En medio del duelo, un salón de costura se convirtió en un espacio de encuentro y sanación, donde más de 30 mujeres sobrevivientes de delitos encontraron una oportunidad para reconstruirse y recuperar fuerzas.
Entre las participantes del programa “Costureras Soñadoras”, desarrollado por el Departamento de Justicia, estuvieron dos madres cuyas historias reflejan el profundo impacto que deja la violencia.
Saraí Peña García perdió a su hijo, José Luis Ortiz Peña, de 28 años, un empleado de ornato de Ceiba, en febrero de este año, cuando fue asesinado en la PR-3, en las parcelas Aguas Claras de ese mismo pueblo.
Meses después de esa pérdida, encontró en el taller de la Oficina de Compensación y Servicios a las Víctimas y Testigos de Delito (OCSVTD), un espacio para compartir con otras personas que también enfrentan el duelo.

“Estoy agradecida con el Departamento de Justicia por la oportunidad que me dieron de tomar este taller. Gracias a este taller, tuve la oportunidad de conocer personas y sobre todo me ayudó a no llorar y no pensar”, Peña García, en comunicado de prensa.
“(Estoy) muy complacida, muy agradecida con Dios porque fueron los instrumentos para que yo pudiera desarrollarme e ir sanando una herida que tuve al perder a mi hijo en una manera horrible. Que se sigan haciendo talleres como este para uno poderse desarrollar como persona y crecer como seres humanos que somos”, manifestó Peña García.
Por el crimen de su hijo, las autoridades radicaron cargos contra Samuel Hernández Ventura, a quien se le fijó una fianza de $5 millones por cargos de asesinato en primer grado y violación a la Ley de Armas.
En el proyecto también participó Nitza Ríos Malavé, madre de Arellys Mercado Ríos, asesinada en 2019 en Villa Marina, Fajardo, por el excerrajero Jensen Medina Cardona, quien resultó convicto por el crimen.
“El proyecto Costureras Soñadoras, auspiciado por el Departamento de Justicia, significó para mí una linda oportunidad que me permitió despertar nuevamente el amor por la costura y la alegría de volver a crear. Además de conocer a otras damas que, al igual que yo, enfrentamos pérdidas de nuestros seres queridos. Estoy sumamente agradecida por esta hermosa iniciativa”, destacó Ríos Malavé.

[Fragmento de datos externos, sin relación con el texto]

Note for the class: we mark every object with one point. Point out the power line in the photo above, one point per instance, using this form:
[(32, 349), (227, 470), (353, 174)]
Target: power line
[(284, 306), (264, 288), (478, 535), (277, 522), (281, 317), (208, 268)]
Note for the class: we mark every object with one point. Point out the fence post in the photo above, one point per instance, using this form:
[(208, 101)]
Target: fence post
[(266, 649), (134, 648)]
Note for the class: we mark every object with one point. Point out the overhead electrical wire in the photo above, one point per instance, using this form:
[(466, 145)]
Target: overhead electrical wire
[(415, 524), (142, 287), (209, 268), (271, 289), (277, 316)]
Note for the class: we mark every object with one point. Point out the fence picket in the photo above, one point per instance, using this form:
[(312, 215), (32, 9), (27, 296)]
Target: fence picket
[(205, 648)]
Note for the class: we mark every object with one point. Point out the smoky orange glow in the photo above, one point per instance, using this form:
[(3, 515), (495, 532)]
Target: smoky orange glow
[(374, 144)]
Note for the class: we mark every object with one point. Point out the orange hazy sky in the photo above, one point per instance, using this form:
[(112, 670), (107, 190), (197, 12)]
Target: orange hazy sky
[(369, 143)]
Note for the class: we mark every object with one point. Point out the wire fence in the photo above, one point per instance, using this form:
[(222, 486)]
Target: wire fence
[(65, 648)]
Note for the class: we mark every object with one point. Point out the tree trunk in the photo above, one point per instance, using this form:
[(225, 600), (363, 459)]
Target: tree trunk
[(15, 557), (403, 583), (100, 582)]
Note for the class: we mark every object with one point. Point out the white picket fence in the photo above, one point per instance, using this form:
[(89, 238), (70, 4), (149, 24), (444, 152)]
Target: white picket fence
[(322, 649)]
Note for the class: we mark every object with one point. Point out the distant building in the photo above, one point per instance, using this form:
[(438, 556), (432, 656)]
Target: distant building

Como parte de la iniciativa, las sobrevivientes y/o familiares de víctimas de delito recibieron adiestramientos impartidos por Juanita Polanco Irizarry, fundadora del proyecto Costureras Soñadoras, quien las acompañó en el proceso de capacitación junto a los técnicos de asistencia a víctimas de Justicia.
Las participantes completaron un programa de diez talleres de costura, diseñado para brindarles un espacio seguro donde, además de adquirir conocimientos prácticos, pudieran fortalecer su confianza, fomentar la creatividad y compartir experiencias con otras mujeres que han enfrentado situaciones similares.
Los talleres se llevaron a cabo en las fiscalías de San Juan y Mayagüez, así como en el municipio de Ceiba.
El 1 de julio se celebró la graduación de un grupo de diez víctimas de la región de Fajardo. Al culminar el programa, las participantes recibieron un diploma y una máquina de coser para que continúen desarrollando las destrezas adquiridas y fortalezcan su autonomía.
“Sabemos que sanar toma tiempo y que cada historia es distinta. Por eso impulsamos iniciativas que les permitan a las víctimas sobrevivientes encontrar un espacio seguro para redescubrir sus fortalezas, desarrollar nuevas habilidades y descubrir todo lo que son capaces de lograr”, dijo la secretaria de Justicia, Lourdes L. Gómez Torres.
“El proyecto Costureras Soñadoras forma parte de las iniciativas del Departamento de Justicia dirigidas a fortalecer la recuperación y la autonomía de las víctimas sobrevivientes de delito. Ver a las participantes culminar este proyecto es motivo de orgullo y una muestra de que siempre hay esperanza para comenzar de nuevo”, agregó la funcionaria.
Por su parte, la directora de la OCSVTD, Ana I. Pérez Camacho, dijo que el proyecto representa una herramienta adicional para acompañar a las sobrevivientes durante su recuperación.
“A través de este tipo de iniciativas, continuamos ampliando los servicios que ofrecemos a las víctimas y a sus familiares, quienes son víctimas secundarias. Más allá del ámbito judicial, estos programas están orientados a fortalecer su bienestar emocional, promover su autonomía y contribuir a que cuenten con mayores herramientas para reconstruir sus proyectos de vida. De esta forma, el Departamento ofrece una atención integral, humana y accesible a las víctimas del crimen y sus familias”, señaló Pérez Camacho.
Asimismo, como parte de sus esfuerzos para fortalecer la atención a las personas impactadas por el crimen, la agencia estatal impulsó la campaña “Justicia Contigo”, dirigida a orientar a las víctimas y a sus familiares sobre los servicios, recursos y beneficios que tienen a su disposición durante el procesamiento penal.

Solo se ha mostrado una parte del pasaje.